Re: [RFC v2 00/27] Kernel Address Space Isolation

From: Alexander Graf
Date: Sun Jul 14 2019 - 14:17:46 EST




On 12.07.19 16:36, Andy Lutomirski wrote:
On Fri, Jul 12, 2019 at 6:45 AM Alexandre Chartre
<alexandre.chartre@xxxxxxxxxx> wrote:


On 7/12/19 2:50 PM, Peter Zijlstra wrote:
On Fri, Jul 12, 2019 at 01:56:44PM +0200, Alexandre Chartre wrote:

I think that's precisely what makes ASI and PTI different and independent.
PTI is just about switching between userland and kernel page-tables, while
ASI is about switching page-table inside the kernel.
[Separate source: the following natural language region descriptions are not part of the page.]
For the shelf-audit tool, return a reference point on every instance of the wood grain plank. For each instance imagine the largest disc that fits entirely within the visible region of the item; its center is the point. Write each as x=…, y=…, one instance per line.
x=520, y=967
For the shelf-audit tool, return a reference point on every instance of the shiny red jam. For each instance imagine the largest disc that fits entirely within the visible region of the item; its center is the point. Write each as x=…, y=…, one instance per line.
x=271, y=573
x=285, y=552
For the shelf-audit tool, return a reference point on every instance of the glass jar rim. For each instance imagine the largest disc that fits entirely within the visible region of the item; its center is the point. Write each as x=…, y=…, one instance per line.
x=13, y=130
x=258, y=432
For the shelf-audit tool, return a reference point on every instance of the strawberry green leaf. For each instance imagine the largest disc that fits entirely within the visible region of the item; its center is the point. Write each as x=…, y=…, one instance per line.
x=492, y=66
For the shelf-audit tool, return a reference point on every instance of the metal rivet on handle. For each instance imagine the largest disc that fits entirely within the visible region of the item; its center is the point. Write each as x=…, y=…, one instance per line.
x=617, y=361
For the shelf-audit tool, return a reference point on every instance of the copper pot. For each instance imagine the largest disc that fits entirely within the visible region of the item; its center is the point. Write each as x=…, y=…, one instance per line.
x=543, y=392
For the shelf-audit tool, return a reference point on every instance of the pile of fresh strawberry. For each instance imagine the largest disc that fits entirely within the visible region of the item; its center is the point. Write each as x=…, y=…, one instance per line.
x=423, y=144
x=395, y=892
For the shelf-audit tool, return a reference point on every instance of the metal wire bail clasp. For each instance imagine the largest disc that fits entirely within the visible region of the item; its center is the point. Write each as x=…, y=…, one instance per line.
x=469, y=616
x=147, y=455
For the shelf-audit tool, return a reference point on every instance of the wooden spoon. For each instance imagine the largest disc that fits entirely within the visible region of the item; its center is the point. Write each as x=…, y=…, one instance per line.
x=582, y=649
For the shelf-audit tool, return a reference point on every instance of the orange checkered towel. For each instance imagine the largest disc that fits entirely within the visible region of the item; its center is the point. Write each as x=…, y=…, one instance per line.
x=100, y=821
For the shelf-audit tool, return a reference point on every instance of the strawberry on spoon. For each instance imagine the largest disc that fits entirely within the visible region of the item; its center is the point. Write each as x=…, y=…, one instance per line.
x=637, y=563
You can have ASI without
having PTI. You can also use ASI for kernel threads so for code that won't
be triggered from userland and so which won't involve PTI.

PTI is not mapping kernel space to avoid speculation crap (meltdown).
ASI is not mapping part of kernel space to avoid (different) speculation crap (MDS).

See how very similar they are?


Furthermore, to recover SMT for userspace (under MDS) we not only need
core-scheduling but core-scheduling per address space. And ASI was
specifically designed to help mitigate the trainwreck just described.

By explicitly exposing (hopefully harmless) part of the kernel to MDS,
we reduce the part that needs core-scheduling and thus reduce the rate
the SMT siblngs need to sync up/schedule.

But looking at it that way, it makes no sense to retain 3 address
spaces, namely:

user / kernel exposed / kernel private.

Specifically, it makes no sense to expose part of the kernel through MDS
but not through Meltdow. Therefore we can merge the user and kernel
exposed address spaces.

The goal of ASI is to provide a reduced address space which exclude sensitive
data. A user process (for example a database daemon, a web server, or a vmm
like qemu) will likely have sensitive data mapped in its user address space.
Such data shouldn't be mapped with ASI because it can potentially leak to the
sibling hyperthread. For example, if an hyperthread is running a VM then the
VM could potentially access user sensitive data if they are mapped on the
sibling hyperthread with ASI.

So I've proposed the following slightly hackish thing:

Add a mechanism (call it /dev/xpfo). When you open /dev/xpfo and
fallocate it to some size, you allocate that amount of memory and kick
it out of the kernel direct map. (And pay the IPI cost unless there
were already cached non-direct-mapped pages ready.) Then you map
*that* into your VMs. Now, for a dedicated VM host, you map *all* the
VM private memory from /dev/xpfo. Pretend it's SEV if you want to
determine which pages can be set up like this.

Does this get enough of the benefit at a negligible fraction of the
code complexity cost? (This plus core scheduling, anyway.)

The problem with that approach is that you lose the ability to run legacy workloads that do not support an SEV like model of "guest owned" and "host visible" pages, but instead assume you can DMA anywhere.

Without that, your host will have visibility into guest pages via user space (QEMU) pages which again are mapped in the kernel direct map, so can be exposed via a spectre gadget into a malicious guest.

Also, please keep in mind that even register state of other VMs may be a secret that we do not want to leak into other guests.


Alex